A musicoterapeuta Débora Rezende, do Centro de Atenção Psicossocial Neusa Santos Souza (Caps Neusa Santos), que divide a presidência do bloco com a artista Rogéria Barbosa – usuária do mesmo CAPS –, destaca a importância de quebrar preconceitos e integrar a comunidade. Ela ressalta o papel fundamental do bloco em representar a Zona Oeste, uma região periférica e distante do centro, unindo cerca de 14 ou 15 serviços de saúde. Além de usuários, familiares e profissionais, artistas de escolas de samba como Unidos de Bangu e Mocidade Independente de Padre Miguel também se juntam à folia. Em 2026, o Zona Mental homenageará os nordestinos que residem na Zona Oeste, e seu samba vencedor, composto pelo usuário do CAPS Neusa Santos Marco Antonio Amaral, celebrará o multi-instrumentista Hermeto Pascoal, natural de Alagoas e morador da região de Bangu, falecido no ano anterior aos 89 anos.

Tá Pirando, Pirado, Pirou!: Celebrando a Reforma Psiquiátrica

O bloco Tá Pirando, Pirado, Pirou!, que em 2026 celebra 21 anos de existência, dedicará seu desfile à marca histórica dos 25 anos da aprovação da Lei 10.216/2001, conhecida como Lei Antimanicomial ou Lei da Reforma Psiquiátrica no Brasil. Seu desfile está marcado para 8 de fevereiro, com concentração às 15h na Avenida Pasteur, na Urca, próximo à Universidade Federal do Estado do Rio de Janeiro (Unirio). A agremiação também prestará homenagem ao renomado psiquiatra italiano Franco Basaglia, cuja visita ao Brasil em 1979, acompanhado de sua esposa Franca Ongaro Basaglia, foi um marco decisivo para a reforma psiquiátrica nacional.

O psicanalista Alexandre Ribeiro, fundador do bloco, considera Basaglia a maior inspiração para a reforma psiquiátrica no país.
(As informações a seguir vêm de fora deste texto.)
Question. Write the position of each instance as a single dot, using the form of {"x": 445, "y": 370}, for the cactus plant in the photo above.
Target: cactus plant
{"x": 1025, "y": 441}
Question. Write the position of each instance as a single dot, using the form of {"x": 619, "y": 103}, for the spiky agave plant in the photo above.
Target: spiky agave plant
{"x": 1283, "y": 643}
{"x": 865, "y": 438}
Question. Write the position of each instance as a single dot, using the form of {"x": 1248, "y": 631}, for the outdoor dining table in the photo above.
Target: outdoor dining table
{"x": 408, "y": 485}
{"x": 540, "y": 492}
O médico italiano foi testemunha dos horrores do Hospital-Colônia de Barbacena (MG), onde mais de 60 mil pessoas pereceram devido a maus-tratos, descrevendo o local como um “campo de concentração nazista”. Inspirados pelo movimento da psiquiatria democrática italiana, liderado por Basaglia, trabalhadores da saúde mental redigiram o Manifesto de Bauru em 1987, instituindo o 18 de Maio como o Dia Nacional da Luta Antimanicomial e difundindo o lema “Por uma sociedade sem manicômios”. Essa crescente mobilização popular pelos direitos humanos e pelo cuidado em liberdade culminou, finalmente, na aprovação da Lei 10.216, em 2001. O desfile do Tá Pirando, Pirado, Pirou! contará com a ilustre presença da bateria da Portela e de dois blocos convidados, o Céu da Fama e o Loucura Suburbana, enriquecendo ainda mais essa celebração da liberdade e da inclusão.
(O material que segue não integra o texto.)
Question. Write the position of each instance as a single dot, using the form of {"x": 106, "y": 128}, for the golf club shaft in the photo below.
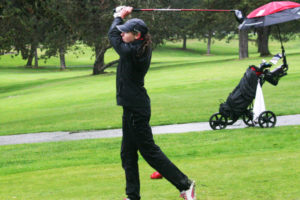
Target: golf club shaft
{"x": 180, "y": 10}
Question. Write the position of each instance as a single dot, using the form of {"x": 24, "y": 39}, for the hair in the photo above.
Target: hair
{"x": 146, "y": 46}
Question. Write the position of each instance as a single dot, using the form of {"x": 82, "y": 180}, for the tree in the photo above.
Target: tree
{"x": 210, "y": 25}
{"x": 22, "y": 21}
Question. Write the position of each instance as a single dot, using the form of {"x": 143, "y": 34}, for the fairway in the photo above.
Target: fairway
{"x": 246, "y": 164}
{"x": 184, "y": 86}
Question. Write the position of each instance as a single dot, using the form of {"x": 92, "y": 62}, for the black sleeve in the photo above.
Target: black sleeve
{"x": 115, "y": 38}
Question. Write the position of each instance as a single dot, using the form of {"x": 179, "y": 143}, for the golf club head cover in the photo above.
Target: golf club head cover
{"x": 118, "y": 10}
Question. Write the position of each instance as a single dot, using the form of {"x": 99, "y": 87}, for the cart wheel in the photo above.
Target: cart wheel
{"x": 267, "y": 119}
{"x": 217, "y": 121}
{"x": 248, "y": 118}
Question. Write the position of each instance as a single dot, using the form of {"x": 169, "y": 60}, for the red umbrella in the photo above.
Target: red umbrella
{"x": 272, "y": 7}
{"x": 272, "y": 13}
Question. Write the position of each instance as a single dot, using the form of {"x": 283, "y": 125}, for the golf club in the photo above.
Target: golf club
{"x": 237, "y": 13}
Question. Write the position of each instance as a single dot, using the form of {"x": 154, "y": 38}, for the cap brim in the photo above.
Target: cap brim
{"x": 123, "y": 28}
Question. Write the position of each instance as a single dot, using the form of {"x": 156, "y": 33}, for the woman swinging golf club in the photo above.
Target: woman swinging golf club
{"x": 132, "y": 42}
O Legado dos Blocos: Um Carnaval de Sentido e Transformação

Em suma, os blocos de saúde mental no Rio de Janeiro transcendem a mera diversão carnavalesca. Eles representam um movimento cultural e social poderoso, que reafirma o valor da vida, da dignidade e da inclusão para todos. Ao ocupar as ruas e praças, eles não apenas celebram a alegria, mas também defendem uma causa, transformando o espetáculo da folia em um manifesto contínuo pela reforma psiquiátrica e por uma sociedade mais justa e acolhedora, onde o cuidado em liberdade é a regra, e o estigma cede lugar à compreensão e ao respeito mútuo.